Não encontrou problemas de liquidez, e viu uma ‘imunidade’ diferente das empresas do portfólio ao cenário atual de curto prazo.
Companhias mais conectadas com a entrega física de bens e serviços terão um ano mais difícil, como é o caso de Natura, Renner e BR Malls.
“Outras sofrerão menos, seja pela sua posição competitiva privilegiada (B3), pelo perfil de longo prazo de seus contratos (Eneva), pela qualidade de seus ativos estratégicos (Vale), pela matriz diversificada de seus segmentos de atuação (Cosan), pela capacidade de ocupar espaços deixados pela concorrência mais fragilizada (Localiza), pela proposta de valor diferenciada para seus clientes (XP), ou pelo seu ecossistema de negócios, preparado para capturar os benefícios das transformações que vimos assistindo (Mercado Livre)”.
Sem citar nomes, a Dynamo diz que aproveitou para rebalancear a carteira, aumentando a exposição a alguns nomes e zerando outros ao longo dos próximos meses.
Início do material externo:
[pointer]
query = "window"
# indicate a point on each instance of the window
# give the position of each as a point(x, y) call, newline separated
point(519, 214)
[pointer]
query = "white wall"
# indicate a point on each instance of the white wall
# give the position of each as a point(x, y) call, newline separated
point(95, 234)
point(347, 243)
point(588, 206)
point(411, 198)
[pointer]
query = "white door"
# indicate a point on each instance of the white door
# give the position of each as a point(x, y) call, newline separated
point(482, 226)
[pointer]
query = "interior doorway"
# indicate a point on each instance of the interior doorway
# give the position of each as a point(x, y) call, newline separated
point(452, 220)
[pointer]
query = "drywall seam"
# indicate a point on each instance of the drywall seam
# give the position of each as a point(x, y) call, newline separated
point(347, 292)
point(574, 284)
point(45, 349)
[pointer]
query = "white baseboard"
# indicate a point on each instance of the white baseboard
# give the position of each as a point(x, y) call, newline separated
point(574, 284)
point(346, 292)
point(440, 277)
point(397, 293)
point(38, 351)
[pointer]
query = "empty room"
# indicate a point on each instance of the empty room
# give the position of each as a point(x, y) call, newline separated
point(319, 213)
Uma matéria da Bloomberg do fim de março mostra que a gestora aproveitou a baixa para comprar Natura, Alpargatas, Localiza, Ultrapar e Vale.
Das poucas certezas
Dentre as inúmeras incertezas, a Dynamo aponta algumas tendências que já se desenham para o mundo pós-coronavírus, entre elas: um ambiente com mais dívida, menos globalizado e mais digital.
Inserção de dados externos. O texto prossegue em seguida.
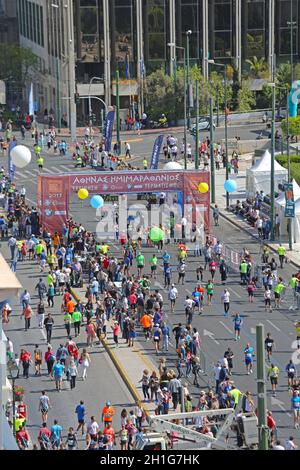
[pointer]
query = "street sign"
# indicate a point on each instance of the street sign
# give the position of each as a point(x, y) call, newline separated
point(289, 200)
point(2, 92)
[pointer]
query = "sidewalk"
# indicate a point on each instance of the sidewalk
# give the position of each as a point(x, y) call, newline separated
point(245, 162)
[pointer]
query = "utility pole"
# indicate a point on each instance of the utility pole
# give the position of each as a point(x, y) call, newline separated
point(72, 77)
point(261, 388)
point(273, 164)
point(197, 127)
point(188, 33)
point(118, 112)
point(290, 220)
point(212, 157)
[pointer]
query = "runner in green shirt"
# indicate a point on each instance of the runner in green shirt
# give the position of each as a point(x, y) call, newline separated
point(67, 322)
point(277, 291)
point(140, 260)
point(210, 291)
point(281, 253)
point(153, 262)
point(77, 316)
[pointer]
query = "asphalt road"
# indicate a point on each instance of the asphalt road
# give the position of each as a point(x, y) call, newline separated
point(217, 331)
point(103, 381)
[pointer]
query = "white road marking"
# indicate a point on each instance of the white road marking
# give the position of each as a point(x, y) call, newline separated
point(234, 293)
point(274, 326)
point(226, 327)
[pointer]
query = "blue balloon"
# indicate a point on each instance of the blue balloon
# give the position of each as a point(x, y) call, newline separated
point(97, 202)
point(230, 186)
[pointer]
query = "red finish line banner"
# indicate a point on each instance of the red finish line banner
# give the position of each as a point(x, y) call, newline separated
point(53, 191)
Outra é a capacidade de adaptação das empresas, que se reflete principalmente pela qualidade do seu corpo de executivos.
“Companhias com executivos inspiradores, que pensam estrategicamente e fora da caixa, que se antecipam às tendências, que tomam riscos quando têm de ser tomados, invariavelmente aproveitam estes momentos de solavancos para saltarem adiante”, diz a equipe da gestora.
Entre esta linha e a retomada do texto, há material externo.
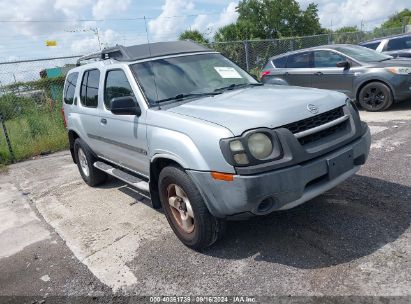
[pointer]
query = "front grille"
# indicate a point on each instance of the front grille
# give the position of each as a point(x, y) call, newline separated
point(315, 121)
point(321, 134)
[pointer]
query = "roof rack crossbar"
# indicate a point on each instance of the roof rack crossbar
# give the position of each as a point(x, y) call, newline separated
point(117, 51)
point(144, 51)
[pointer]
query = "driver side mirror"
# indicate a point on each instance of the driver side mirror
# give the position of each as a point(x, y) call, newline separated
point(343, 64)
point(126, 105)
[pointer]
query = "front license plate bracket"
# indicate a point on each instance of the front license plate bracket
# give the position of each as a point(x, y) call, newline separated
point(339, 164)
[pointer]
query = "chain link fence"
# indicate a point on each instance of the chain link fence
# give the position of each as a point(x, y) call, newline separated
point(30, 107)
point(31, 90)
point(252, 55)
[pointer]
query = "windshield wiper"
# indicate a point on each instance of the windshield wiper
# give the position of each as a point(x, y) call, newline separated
point(186, 95)
point(236, 85)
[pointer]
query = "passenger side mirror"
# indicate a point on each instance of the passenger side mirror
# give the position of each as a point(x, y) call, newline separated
point(343, 64)
point(126, 105)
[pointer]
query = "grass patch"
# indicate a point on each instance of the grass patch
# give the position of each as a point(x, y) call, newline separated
point(33, 134)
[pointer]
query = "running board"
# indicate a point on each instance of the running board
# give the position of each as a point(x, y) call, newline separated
point(125, 177)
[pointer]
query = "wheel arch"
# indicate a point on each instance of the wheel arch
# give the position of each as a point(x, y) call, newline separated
point(72, 135)
point(158, 163)
point(364, 83)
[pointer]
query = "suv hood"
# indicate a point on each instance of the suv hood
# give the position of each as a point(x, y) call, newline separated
point(266, 106)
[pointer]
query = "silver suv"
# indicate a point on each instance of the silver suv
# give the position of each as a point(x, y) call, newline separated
point(203, 139)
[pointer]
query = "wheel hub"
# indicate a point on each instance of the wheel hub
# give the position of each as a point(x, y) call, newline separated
point(83, 162)
point(180, 208)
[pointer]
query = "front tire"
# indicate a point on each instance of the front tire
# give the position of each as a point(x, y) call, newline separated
point(186, 211)
point(375, 96)
point(85, 160)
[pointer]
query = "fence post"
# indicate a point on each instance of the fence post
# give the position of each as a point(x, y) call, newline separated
point(247, 60)
point(7, 138)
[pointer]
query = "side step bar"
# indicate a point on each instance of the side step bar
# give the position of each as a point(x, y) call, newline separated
point(125, 177)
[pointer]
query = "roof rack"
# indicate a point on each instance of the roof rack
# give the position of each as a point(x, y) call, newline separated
point(144, 51)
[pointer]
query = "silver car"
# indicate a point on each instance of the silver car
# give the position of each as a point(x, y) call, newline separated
point(373, 79)
point(202, 139)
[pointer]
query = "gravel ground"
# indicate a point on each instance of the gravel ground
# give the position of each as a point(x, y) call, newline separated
point(353, 240)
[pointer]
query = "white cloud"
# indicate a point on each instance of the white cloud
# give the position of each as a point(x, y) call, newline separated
point(104, 8)
point(207, 24)
point(91, 44)
point(352, 12)
point(165, 28)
Outra vantagem no darwinismo corporativo imposto pela covid, aponta a gestora, será a capacidade de preservar suas relações de troca, com cuidado com fornecedores e clientes (qualquer semelhança com o ‘stakeholder capitalism’ não é mera coincidência).
“Algumas [empresas], no reflexo de sobrevivência, cancelaram contratos, acionaram cláusulas de força maior e abandonaram fornecedores. Talvez não tenham tido alternativa. Ou não: talvez tenham se precipitado correndo na direção errada, indo ao encontro do epicentro do tornado. No outro extremo, temos conhecimento de companhias que estão se valendo de sua vantagem competitiva de liderança em seus mercados e de seus balanços robustos para reforçarem os elos estratégicos com fornecedores e clientes. Não temos dúvida que a retomada para este conjunto privilegiado de companhias será virtuosa”.
Neste ano até abril, o Cougar teve queda de 23,9% contra 30,4% do Ibovespa. Em 60 meses, o fundo rende 94,9% contra 43,2% do índice de referência da B3.